So I’m just back from a full Conwy Council meeting. I got summoned by my conscience after talking with a group of Colwyn Bay Pier supporters. They’d just heard that, despite their hard efforts over the last three years in gaining backing from the Heritage Lottery Fund to pay £% million and having sources for other funding, their partner in the project, the county council, had called a meeting to discuss the demolition of the pier. This was tuesday and the meeting today, two days later.
I’ve followed this story for the past five years and fully support the restoration of this iconic landmark. For its own sake and for the future of the town. Of course the town will survive the pier’s absence, its removal, but I feel convinced that the restoration of the town’s prosperity, its very soul, is dependent on bringing the pier back to life. All the efforts at rejuvenation to date , and a lot of money has been spent, show no reward at all – the contrary, in fact. Mostly the town is deserted and frequently looks both derelict and desolate. Many shops are closed down and boarded up, other projects have been slowed or shelved.

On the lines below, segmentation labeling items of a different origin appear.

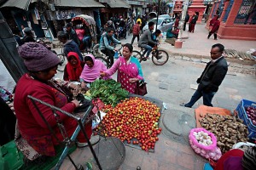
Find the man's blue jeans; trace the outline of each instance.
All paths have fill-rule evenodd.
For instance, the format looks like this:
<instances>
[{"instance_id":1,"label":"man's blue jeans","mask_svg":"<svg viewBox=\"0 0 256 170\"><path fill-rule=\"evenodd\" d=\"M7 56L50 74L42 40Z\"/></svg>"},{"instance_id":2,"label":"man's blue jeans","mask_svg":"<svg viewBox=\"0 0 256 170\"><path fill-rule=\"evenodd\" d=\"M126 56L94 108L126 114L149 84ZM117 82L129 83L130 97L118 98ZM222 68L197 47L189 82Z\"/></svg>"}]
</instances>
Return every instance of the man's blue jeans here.
<instances>
[{"instance_id":1,"label":"man's blue jeans","mask_svg":"<svg viewBox=\"0 0 256 170\"><path fill-rule=\"evenodd\" d=\"M185 104L186 107L192 107L194 104L202 96L203 97L203 104L204 105L211 106L212 107L212 100L216 92L209 92L209 93L205 93L203 90L198 91L196 90L193 96L191 97L191 99L189 103Z\"/></svg>"},{"instance_id":2,"label":"man's blue jeans","mask_svg":"<svg viewBox=\"0 0 256 170\"><path fill-rule=\"evenodd\" d=\"M84 45L85 48L90 48L90 36L88 37L84 37L83 38L83 43Z\"/></svg>"},{"instance_id":3,"label":"man's blue jeans","mask_svg":"<svg viewBox=\"0 0 256 170\"><path fill-rule=\"evenodd\" d=\"M152 47L149 46L149 45L145 45L145 44L141 45L141 47L143 48L145 48L145 51L144 51L144 53L143 54L143 56L147 53L146 57L148 57L150 52L152 51Z\"/></svg>"}]
</instances>

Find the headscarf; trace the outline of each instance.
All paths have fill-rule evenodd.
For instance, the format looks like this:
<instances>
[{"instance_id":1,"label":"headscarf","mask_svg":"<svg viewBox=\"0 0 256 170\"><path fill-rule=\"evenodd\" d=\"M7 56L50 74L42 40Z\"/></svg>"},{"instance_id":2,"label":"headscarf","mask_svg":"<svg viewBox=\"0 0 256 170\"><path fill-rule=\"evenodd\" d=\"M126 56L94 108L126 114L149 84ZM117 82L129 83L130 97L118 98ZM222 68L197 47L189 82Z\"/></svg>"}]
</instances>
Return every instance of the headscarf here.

On the beach, almost without notice, though, the council achieved the construction of a new centre, 200 metres east of the pier, to be cafe, a jetty for light pleasure boats (Jet-ski’s mostly), extension of the promenade up a 50 metre ramp to a viewing quadrangle and down again and a few meeting and storage rooms. It cost 5-7 million pounds and was hidden in expenditure on “coastal defences”. It is a hideous construct – was entered into the carbuncle of the year competition – so is functional and never artistic or attractive.
As they drew construction to completion money was also found to pipe 600 000 tonnes of sand ashore and so raise the height of the beach, leaving significant sand available 24/7/365. Another few million found in “coastal defence”, and so national coffers. Now, nine months later, the cafe is still not running and none of the other rooms are used, save the toilets. “The most expensive loos in the whole UK”, as has been noted.
So I made up a placard – “PIER INTO THE FUTURE” – to attempt to make councillors look beyond this year’s balance sheets, and not be intimidated by threats of the council footing unending liabilities stretching out into the future. There were about twenty of us and mine the only placard, although they had their official banner “Save our Pier”. Most of the councillors seemed to have gone in through a side door, but cameras and film crews were there. Will watch the local news this evening!
They let us in to the meeting – but we had to be quiet – and we watched the full council deal with the issue. Two council officers spent half an hour spelling out the wholly financial case to demolish the pier and the pro-pier group representative given 5 minutes to reply. Even then the Council Officer was able to stand up and negate his comments – in fact she well nigh ran the discussion.
There was a discussion and it was revealing of cross council rivalries. So reps from Llandudno, the town with an operational pier, and Conwy, with a working port and marina were very hostile to restoring the Colwyn Bay attraction. Well, hell, it would be a significant rival for future revenues. Others however could see the advantages for the whole region as well as just Colwyn Bay and spoke strongly in its favour. However it was clear from the out that “The Council”, behind the scenes, had decided the outcome already and, in due course, they voted about three to two in favour of demolition.
Not yet a fait accompli, of course. For a start it is a listed building and so has protection. Secondly the council don’t own it and the owner will fight them all the way. Thirdly the people of Colwyn Bay, and especially the pressure group, will not give up either. Indeed this will probably spark off a new surge of determination AND enable all to take ownership or any other influence away from the council.
Yes, the council THINK that they own the structure but even they agree that Steve Hunt, the other party, is taking them to court over what he insists is his continued ownership. And I have little doubt that he has the tenacity – and the right – to win. After this, next summer or even later than that, then the pier, which at present looks awful but is structurally very sound, can be restored as a community venture.
I have little doubt that this will happen but, in the interim, so much time is wasted, and, certainly at council meetings, so much bitterness is being exuded into the atmosphere.